Mirror of Justice

A blog dedicated to the development of Catholic legal theory.
Affiliated with the Program on Church, State & Society at Notre Dame Law School.

Tuesday, September 17, 2013

Robert Bellarmine and the Seeds of Constitutionalism

The great saint, Jesuit cardinal, and doctor of the Church Robert Bellarmine died on this date in 1621. This gives me another opportunity to commend the work of the terrifically talented Stefania Tutino, including her book on Bellarmine's political theory, Empire of Souls: Robert Bellarmine and the Christian Commonwealth (Oxford, 2010), and her edited collection of primary sources from Liberty Fund. Here's a bit from Stefania's conclusion to the chapter on Bellarmine and the "potestas indirecta":

Bellarmine followed the neo-Thomist doctrine of differentiating sharply between the natural power of the sovereign and the supernatural power of the pope, and indeed he grounded his view of the pope's empire of souls precisely on the unique, incommensurable, and supreme character of the pope's spiritual authority over both the Church and the Christian temporal commonwealths. This move, however, did not remove the seed of constitutionalism when it came to secular government, or, better, it weakened the authority of the sovereign with respect to the authority of the pope while at the same time granting to the temporal authority an autonomous space with respect to the authority of the Christian Church....

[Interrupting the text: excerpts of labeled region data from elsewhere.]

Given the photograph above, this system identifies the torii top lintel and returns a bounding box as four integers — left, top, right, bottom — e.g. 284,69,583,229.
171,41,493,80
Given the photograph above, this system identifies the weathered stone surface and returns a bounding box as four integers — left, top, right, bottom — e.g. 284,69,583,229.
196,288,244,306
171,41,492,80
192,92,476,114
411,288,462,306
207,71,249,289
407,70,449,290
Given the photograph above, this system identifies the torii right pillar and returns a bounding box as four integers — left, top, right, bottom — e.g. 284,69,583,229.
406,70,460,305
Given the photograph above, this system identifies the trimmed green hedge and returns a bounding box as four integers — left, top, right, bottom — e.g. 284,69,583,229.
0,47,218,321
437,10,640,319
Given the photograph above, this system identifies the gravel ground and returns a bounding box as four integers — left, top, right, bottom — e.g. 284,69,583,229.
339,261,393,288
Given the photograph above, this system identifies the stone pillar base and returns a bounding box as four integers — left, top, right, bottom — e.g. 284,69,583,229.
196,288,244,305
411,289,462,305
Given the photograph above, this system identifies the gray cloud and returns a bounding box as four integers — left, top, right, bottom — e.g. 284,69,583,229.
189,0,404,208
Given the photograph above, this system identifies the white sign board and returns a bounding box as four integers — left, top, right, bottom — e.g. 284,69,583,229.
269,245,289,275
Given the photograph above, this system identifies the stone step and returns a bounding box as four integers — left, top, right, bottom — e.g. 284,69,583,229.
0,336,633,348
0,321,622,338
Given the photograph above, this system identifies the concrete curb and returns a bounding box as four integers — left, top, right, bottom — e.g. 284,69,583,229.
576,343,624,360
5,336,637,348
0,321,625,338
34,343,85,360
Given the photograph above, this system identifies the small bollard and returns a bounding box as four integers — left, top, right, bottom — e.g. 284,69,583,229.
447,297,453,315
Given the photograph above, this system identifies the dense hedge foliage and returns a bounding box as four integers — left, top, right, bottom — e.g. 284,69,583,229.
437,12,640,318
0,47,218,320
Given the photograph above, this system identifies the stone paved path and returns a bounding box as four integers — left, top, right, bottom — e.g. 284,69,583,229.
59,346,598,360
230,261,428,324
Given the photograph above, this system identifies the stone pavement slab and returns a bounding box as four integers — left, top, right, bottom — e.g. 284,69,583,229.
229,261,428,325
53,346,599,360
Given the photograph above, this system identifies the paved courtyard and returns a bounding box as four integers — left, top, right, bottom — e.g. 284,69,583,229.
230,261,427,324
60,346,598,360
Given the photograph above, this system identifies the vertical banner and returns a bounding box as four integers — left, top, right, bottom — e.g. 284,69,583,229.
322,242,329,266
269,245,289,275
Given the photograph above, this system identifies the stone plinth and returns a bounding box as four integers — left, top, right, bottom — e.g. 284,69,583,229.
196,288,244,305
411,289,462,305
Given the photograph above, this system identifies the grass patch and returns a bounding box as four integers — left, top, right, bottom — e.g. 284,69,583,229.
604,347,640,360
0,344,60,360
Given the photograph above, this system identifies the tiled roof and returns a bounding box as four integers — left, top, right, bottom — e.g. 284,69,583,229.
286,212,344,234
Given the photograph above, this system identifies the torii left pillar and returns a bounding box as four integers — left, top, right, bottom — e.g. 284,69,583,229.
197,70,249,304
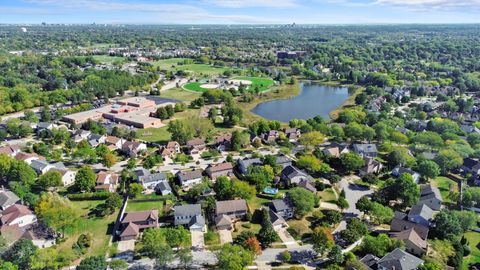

What this paradox highlights, I argue, is just how relevant Bellarmine's theory was in the political discourse of early modern Europe, precisely because it was engineered to safeguard and preserve the pope's spiritual primacy against both the Protestants and the authority of early modern monarchies. The significance of this issue transcends the question of the constitutionalist elements embedded in Bellarmine's and other neo-Thomists' doctrine: in a sense, in fact, precisely because Bellarmine's potestas indirecta was meant to oppose the supernatural and supernational empire of souls of the pope to the national and "natural" jurisdiction of the king, it became a fundamental springboard to rethink the secular arguments and foundations of constitutionalism and absolutism. 209-10.